Message ID | 20240305141214.707046-1-nrb@linux.ibm.com (mailing list archive) |
---|---|
State | New, archived |
Headers | show |
Series | [kvm-unit-tests,v1] arch-run: Wait for incoming socket being removed | expand |
On Tue, Mar 05, 2024 at 03:11 PM +0100, Nico Boehr <nrb@linux.ibm.com> wrote: > Sometimes, QEMU needs a bit longer to remove the incoming migration > socket. This happens in some environments on s390x for the > migration-skey-sequential test. > > Instead of directly erroring out, wait for the removal of the socket. > > Signed-off-by: Nico Boehr <nrb@linux.ibm.com> > --- > scripts/arch-run.bash | 8 ++------ > 1 file changed, 2 insertions(+), 6 deletions(-) > > diff --git a/scripts/arch-run.bash b/scripts/arch-run.bash > index 2214d940cf7d..413f3eda8cb8 100644 > --- a/scripts/arch-run.bash > +++ b/scripts/arch-run.bash > @@ -237,12 +237,8 @@ do_migration () > echo > ${dst_infifo} > rm ${dst_infifo} > > - # Ensure the incoming socket is removed, ready for next destination > - if [ -S ${dst_incoming} ] ; then > - echo "ERROR: Incoming migration socket not removed after migration." >& 2 > - qmp ${dst_qmp} '"quit"'> ${dst_qmpout} 2>/dev/null > - return 2 > - fi > + # Wait for the incoming socket being removed, ready for next destination > + while [ -S ${dst_incoming} ] ; do sleep 0.1 ; done But now, you have removed the erroring out path completely. Maybe wait max. 3s and then bail out? […snip]

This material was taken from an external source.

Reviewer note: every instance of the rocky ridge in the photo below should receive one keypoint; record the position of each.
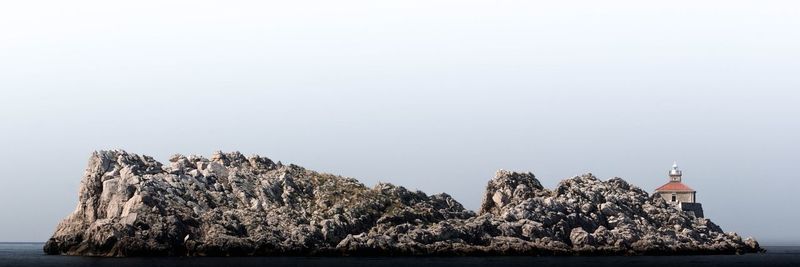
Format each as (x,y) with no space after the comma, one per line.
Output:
(132,205)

Quoting Marc Hartmayer (2024-03-05 19:12:16) [...] > > diff --git a/scripts/arch-run.bash b/scripts/arch-run.bash > > index 2214d940cf7d..413f3eda8cb8 100644 > > --- a/scripts/arch-run.bash > > +++ b/scripts/arch-run.bash > > @@ -237,12 +237,8 @@ do_migration () > > echo > ${dst_infifo} > > rm ${dst_infifo} > > > > - # Ensure the incoming socket is removed, ready for next destination > > - if [ -S ${dst_incoming} ] ; then > > - echo "ERROR: Incoming migration socket not removed after migration." >& 2 > > - qmp ${dst_qmp} '"quit"'> ${dst_qmpout} 2>/dev/null > > - return 2 > > - fi > > + # Wait for the incoming socket being removed, ready for next destination > > + while [ -S ${dst_incoming} ] ; do sleep 0.1 ; done > > But now, you have removed the erroring out path completely. Maybe wait > max. 3s and then bail out? Well, I was considering that, but: - I'm not a huge fan of fine-grained timeouts. Fine-tuning a gazillion timeouts is not a fun task, I think you know what I'm talking about :) - a number of other places that can potentially get stuck also don't have proper timeouts (like waiting for the QMP socket or the migration socket), so for a proper solution we'd need to touch a lot of other places... What I think we really want is a migration timeout. That isn't quite simple since we can't easily pull $(timeout_cmd) before $(panic_cmd) and $(migration_cmd) in run-scripts... My suggestion: let's fix this issue and work on the timeout as a seperate fix.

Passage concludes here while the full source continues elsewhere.